Оба раза Нерецкой наведывался в Никольское зимой. Иван усаживал его у раскрытой топки печи, садился рядом, тянул к огню тонкие, мелко дрожащие руки и говорил, что визиты родственников, за их малочисленностью, вполне оправданный повод не работать.
«Пишущая братия злостно отвлекается! — говорил он. — Усевшись за стол, всякий писака ищет не мыслей, а повода не искать их. Всхрапнет жена за стеной, и он до утра кричит, что ему не дают работать!»
В первый приезд Нерецкому показалось, что он и в самом деле вынудил Ивана отложить все те бумаги и книги, что ворохом громоздились на большом, по-крестьянски сколоченном столе. Но после второго гостевания, возвращаясь в город вместе с Ирой (она в первый же день знакомства открыто домогалась доверительности, заискивала перед ним), Нерецкой узнал, что Иван давно уже работает кое-как, потому что пьет.
«Днем не приложится, ночью не уснет!.. — пренебрежительно произнесла она, из чего само собой вытекало, что Иван предан ею. — Думаете, он суетится, потому что обрадовался вашему приезду?.. Зубы себе заговаривает».
Вот, значит, откуда его приветливость, его бесконечные рассуждения о работе! Иван хватался за всякого визитера, как утопающий за соломинку, чтобы хоть как-то занять себя и тем, если не подавить, то хотя бы отвлечь тягу к спиртному. Заподозрив в себе алкоголика, он предпринимал судорожные усилия превозмочь недуг, страшился его, как подступающего безумия. Но ко времени встречи в электричке уже смирился, знал, что конченый человек и что это ни для кого не секрет.
«Все болею… — страдальчески улыбнулся он, поднимаясь, чтобы выйти в Никольском. — В Крым тянет, по родным местам побродить… У тебя машина, свозил бы, а?..» — И отвернулся, коряво, будто не рукой, а неудобным протезом поводя от уголка глаза к виску.
Нерецкой похлопал его по плечу, ободряюще сказал что-то, из чего следовало, что это все, что он может предложить, и дальше ехал один. Ехал и смотрел в окно — на молодо яснеющее небо ранней осени, на яркую, опаленную утренниками листву бесчисленных рощиц. Их свежо светившаяся в чистом прохладном воздухе густая желтизна не печалила, а рождала ощущение безусловного, чувственного, почти осязаемого единения с миром. Уверенность в принадлежности к этому чистому, неизменно прекрасному миру без труда вытеснила из памяти грязного, никудышного человека, брата.
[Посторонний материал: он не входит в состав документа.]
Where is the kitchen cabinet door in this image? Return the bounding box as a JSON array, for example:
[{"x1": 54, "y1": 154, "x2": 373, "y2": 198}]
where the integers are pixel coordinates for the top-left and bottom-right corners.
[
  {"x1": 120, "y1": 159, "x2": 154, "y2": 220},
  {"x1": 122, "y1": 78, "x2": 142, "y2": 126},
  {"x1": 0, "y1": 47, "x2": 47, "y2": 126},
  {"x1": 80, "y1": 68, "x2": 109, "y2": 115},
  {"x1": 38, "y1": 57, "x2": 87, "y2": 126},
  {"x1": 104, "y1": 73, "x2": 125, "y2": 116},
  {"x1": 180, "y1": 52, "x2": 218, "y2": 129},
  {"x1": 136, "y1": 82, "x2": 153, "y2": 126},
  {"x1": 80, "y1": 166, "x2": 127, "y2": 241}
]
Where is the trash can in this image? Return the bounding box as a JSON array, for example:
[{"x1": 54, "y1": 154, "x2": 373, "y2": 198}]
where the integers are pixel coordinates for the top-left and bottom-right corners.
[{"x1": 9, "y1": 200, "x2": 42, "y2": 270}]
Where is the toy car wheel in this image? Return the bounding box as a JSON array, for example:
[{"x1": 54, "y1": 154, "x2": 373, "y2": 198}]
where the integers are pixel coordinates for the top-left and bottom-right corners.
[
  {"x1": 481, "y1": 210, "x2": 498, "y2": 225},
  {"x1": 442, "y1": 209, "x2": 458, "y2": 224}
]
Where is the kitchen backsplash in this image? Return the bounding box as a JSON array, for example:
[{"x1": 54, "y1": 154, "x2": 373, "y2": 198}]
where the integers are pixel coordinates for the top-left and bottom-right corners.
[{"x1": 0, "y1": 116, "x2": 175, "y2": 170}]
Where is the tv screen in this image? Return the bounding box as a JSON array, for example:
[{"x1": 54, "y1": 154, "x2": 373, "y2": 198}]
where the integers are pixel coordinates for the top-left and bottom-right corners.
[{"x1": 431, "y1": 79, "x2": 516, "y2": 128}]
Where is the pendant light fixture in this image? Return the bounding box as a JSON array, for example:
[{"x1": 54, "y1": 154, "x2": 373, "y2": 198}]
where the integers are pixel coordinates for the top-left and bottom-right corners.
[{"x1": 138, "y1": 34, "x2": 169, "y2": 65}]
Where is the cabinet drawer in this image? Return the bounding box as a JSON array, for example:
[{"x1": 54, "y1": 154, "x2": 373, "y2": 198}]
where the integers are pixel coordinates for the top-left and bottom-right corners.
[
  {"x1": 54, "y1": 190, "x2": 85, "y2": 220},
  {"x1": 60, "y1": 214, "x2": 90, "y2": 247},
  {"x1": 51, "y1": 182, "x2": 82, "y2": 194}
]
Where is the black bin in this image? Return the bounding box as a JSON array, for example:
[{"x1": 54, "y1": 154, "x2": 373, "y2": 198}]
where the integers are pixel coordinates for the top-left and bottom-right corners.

Встреча была последней. Иван редко показывался в городе, жил на даче. Оттуда его увозили в лечебницы, туда он возвращался из них, там написал свою последнюю книгу — о Прокопии Ляпунове. Когда она попалась на глаза, Нерецкой купил, несколько месяцев таскал вместе с навигационными картами в служебном портфеле, но так и не одолел, как, впрочем, и «Страсти по России», первое его сочинение, повествующее все о том же Смутном времени. Матери тоже не нравились его писания.
«Из них проистекает, что Россия ставилась и держалась праведниками-страстотерпцами, — насмешливо говорила она. — Что ни персонаж, то блаженный — чувствует примитивно, умствует манерно, действует по наитию… Не борение за Русь, а радение во имя ея!.. Не то, не так, неверно! Россия жива не мучениками, не божьими угодниками и не певцами ее красот, а разумом правителей и веселой мощью народа. Что, кстати сказать, хорошо понимала небезызвестная тебе тетя Паша, имевшая за спиной две зимы церковноприходской школы».
Слушая мать, Иван растерянно пожимал плечами: что делать, так мыслю, на том стою, на всех не угодишь… Но материнское непризнание не могло не ранить как раз потому, что это было не по-матерински — не признавать сыновнего труда.
Догадывалась она об Ивановой «слабости» — трудно сказать. Он был редким гостем у нее, их отношения были словно бы выхолощены, лишены всего того, что предполагает чуткость, заинтересованность, предрасполагает ко всему, что есть родной человек, со всеми его слабостями. И потому в трудный час она позвала младшего сына, не захотела услуг от старшего или, что более вероятно, — от его жены. И в последние дни жизни говорила только о младшем сыне, вспоминала его детскую речь, его непосредственность и «дикие забавы» — вроде катания на коньках у полыньи — кто ближе прокатится. Рассказывая, сколько она переволновалась из-за своего отчаянного мальчишки, мать щурила измученные, затухающие глаза, любуясь им, все вечера проводившим у ее кровати. Ей очень хотелось увидеть «твоих ребятишек» в доме, из которого уходила во второй раз и уже навсегда.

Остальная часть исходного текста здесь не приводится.